Reverse Gerrymandering or How People Start Deciding Elections Again

Let’s put this one under “shower thoughts” since it is one. I was washing my hair and thinking about the upcoming presidential election (as are many, I’m sure) while also reflecting on the 2016 election. 2016 was an election that was undoubtedly gamed using the rules of the system against the will of the people. How else do you get 49.46% of the popular vote but 56.88% of the electoral vote? We saw the same thing happen in 2000 and there’s no reason to believe it won’t become a long-term tactic. While gerrymandering concerns districts on a smaller scale, the states essentially serve the same function on the national stage through the electoral college. Since state borders aren’t likely to be redrawn and the electoral college probably isn’t going away, what can be done?

Firstly, why not abolish the electoral college? Because it’s written into Article II, Section I of the Constitution. To change or eliminate it would require an amendment, which involves an enormous amount of bipartisan work or a single-party super majority in both the House and Senate. “The Constitution provides that an amendment may be proposed either by the Congress with a two-thirds majority vote in both the House of Representatives and the Senate or by a constitutional convention called for by two-thirds of the State legislatures.” (source) As has been shown twice in less than 20 years, such an amendment would benefit only one party. Best of luck getting McConnell to agree to even allowing a vote.

If you can’t beat em, join em. Literally.

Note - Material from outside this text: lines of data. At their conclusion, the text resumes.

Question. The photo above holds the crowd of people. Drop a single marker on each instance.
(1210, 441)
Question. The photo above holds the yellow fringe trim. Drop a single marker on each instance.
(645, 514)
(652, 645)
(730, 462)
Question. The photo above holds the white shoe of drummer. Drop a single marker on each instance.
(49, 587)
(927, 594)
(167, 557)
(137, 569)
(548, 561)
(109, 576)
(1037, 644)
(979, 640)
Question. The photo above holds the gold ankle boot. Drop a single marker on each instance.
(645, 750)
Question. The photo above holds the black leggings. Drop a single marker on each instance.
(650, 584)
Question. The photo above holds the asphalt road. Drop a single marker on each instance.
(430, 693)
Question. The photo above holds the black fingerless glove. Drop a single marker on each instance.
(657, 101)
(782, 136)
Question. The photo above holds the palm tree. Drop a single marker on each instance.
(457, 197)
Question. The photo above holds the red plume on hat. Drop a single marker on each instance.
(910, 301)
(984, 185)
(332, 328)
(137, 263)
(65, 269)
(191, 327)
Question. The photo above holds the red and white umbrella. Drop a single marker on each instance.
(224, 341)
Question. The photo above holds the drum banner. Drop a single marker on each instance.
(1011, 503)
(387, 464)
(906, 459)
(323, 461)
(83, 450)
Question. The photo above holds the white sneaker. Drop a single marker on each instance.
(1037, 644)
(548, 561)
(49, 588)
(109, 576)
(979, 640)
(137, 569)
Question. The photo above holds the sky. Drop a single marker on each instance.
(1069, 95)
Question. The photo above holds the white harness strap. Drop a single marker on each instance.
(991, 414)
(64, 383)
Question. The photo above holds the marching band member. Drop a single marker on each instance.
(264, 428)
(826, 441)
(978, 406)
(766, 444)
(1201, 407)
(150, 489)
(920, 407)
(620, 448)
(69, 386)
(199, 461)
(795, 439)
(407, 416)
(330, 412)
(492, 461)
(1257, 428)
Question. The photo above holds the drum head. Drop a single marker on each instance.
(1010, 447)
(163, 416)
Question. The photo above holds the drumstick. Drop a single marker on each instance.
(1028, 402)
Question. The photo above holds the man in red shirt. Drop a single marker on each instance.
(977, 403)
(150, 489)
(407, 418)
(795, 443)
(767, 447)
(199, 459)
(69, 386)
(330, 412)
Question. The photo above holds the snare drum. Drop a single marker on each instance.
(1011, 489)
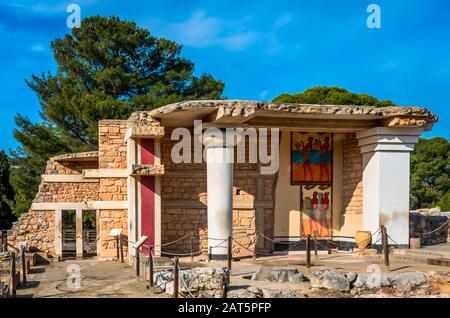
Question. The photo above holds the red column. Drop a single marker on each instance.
(148, 194)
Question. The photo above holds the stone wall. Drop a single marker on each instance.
(67, 191)
(37, 228)
(112, 146)
(421, 224)
(184, 198)
(352, 188)
(110, 219)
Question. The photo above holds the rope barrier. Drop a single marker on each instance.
(278, 242)
(437, 229)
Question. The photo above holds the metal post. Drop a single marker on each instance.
(224, 287)
(121, 248)
(175, 277)
(5, 242)
(192, 246)
(150, 264)
(256, 246)
(308, 251)
(24, 267)
(315, 246)
(385, 245)
(117, 247)
(230, 253)
(13, 275)
(138, 264)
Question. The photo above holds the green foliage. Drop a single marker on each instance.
(6, 193)
(444, 202)
(331, 95)
(107, 69)
(430, 174)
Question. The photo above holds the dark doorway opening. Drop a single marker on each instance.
(68, 231)
(89, 233)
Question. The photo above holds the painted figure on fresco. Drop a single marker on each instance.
(316, 210)
(311, 157)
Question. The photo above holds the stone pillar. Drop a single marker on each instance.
(79, 233)
(219, 169)
(386, 160)
(157, 199)
(58, 234)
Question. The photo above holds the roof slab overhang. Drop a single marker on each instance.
(243, 113)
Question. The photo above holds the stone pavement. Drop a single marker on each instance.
(112, 279)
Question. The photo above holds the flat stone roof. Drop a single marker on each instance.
(249, 106)
(254, 112)
(78, 156)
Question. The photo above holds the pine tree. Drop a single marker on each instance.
(107, 69)
(6, 193)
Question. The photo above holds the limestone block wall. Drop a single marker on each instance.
(110, 219)
(352, 175)
(112, 147)
(112, 155)
(67, 191)
(37, 229)
(422, 223)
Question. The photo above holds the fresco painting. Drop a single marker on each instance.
(312, 157)
(315, 210)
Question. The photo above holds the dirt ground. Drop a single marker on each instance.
(113, 279)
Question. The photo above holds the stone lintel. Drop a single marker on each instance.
(147, 170)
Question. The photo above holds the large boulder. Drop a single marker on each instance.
(330, 279)
(192, 280)
(281, 293)
(371, 281)
(278, 274)
(407, 281)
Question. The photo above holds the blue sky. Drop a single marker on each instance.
(258, 48)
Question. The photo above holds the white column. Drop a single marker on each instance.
(157, 156)
(58, 234)
(386, 160)
(219, 169)
(79, 233)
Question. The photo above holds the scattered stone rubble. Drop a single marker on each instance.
(277, 274)
(206, 282)
(196, 280)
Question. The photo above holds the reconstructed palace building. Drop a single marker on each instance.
(338, 170)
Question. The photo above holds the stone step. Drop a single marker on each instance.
(421, 253)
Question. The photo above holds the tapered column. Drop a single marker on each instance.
(219, 162)
(79, 233)
(58, 234)
(386, 161)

This brings me back to the idea of gerrymandering. Of course, it can’t be done on a state level, but what if we shifted the populace rather than the borders? My shower thought experiment was about exactly that. If we look at the results of the 2016 presidential election by state, it’s evident that some contests weren’t even close. And yet, the results would have been the same if the margins were 50,000 or 5,000,000. In the most extreme, Clinton won California by just over 3.4 million votes. If 3 million of those people hadn’t turned up at the polls at all, her electoral score wouldn’t have suffered. But what if they turned up somewhere else instead?

Here’s my logistical nightmare of a thought: what if the DNC (or a sympathetic independent entity) starts sponsoring relocation for people in states with wide margins to states with thin ones? Incentivize people who may not even need to quit their jobs thanks to the way COVID-19 has prompted so many employees to become remote. If you can work remotely in California, why not Michigan (16 electoral votes, 11,612 margin), Ohio (18 electoral votes, 454,983 margin), or even Florida (29 electoral votes, 119,770 margin)? Relocating less than 20% of California’s margin to other states could have a huge national electoral impact while not changing the results of its own 55 electoral votes.

Of course, the biggest issue with this is finding 600,000 voters (significantly less if we ignore Ohio, but for some reason I WANT IT) willing and able to relocate to these specific states. What counties do they come from, where do they go, is there even housing for them? It’s a lot more complicated than my simple shifting of numbers from column A to columns B, C, and D. But it’s not impossible with enough strategic planning and funding. And this is how we know that conspiracy theories are utter bullshit. Because if I can come up with something like this in the shower, people with a lot more resources would have started doing it quietly long ago rather than put money behind whatever the fuck Q Anon thinks they fund. Thanks for coming to my TED talk.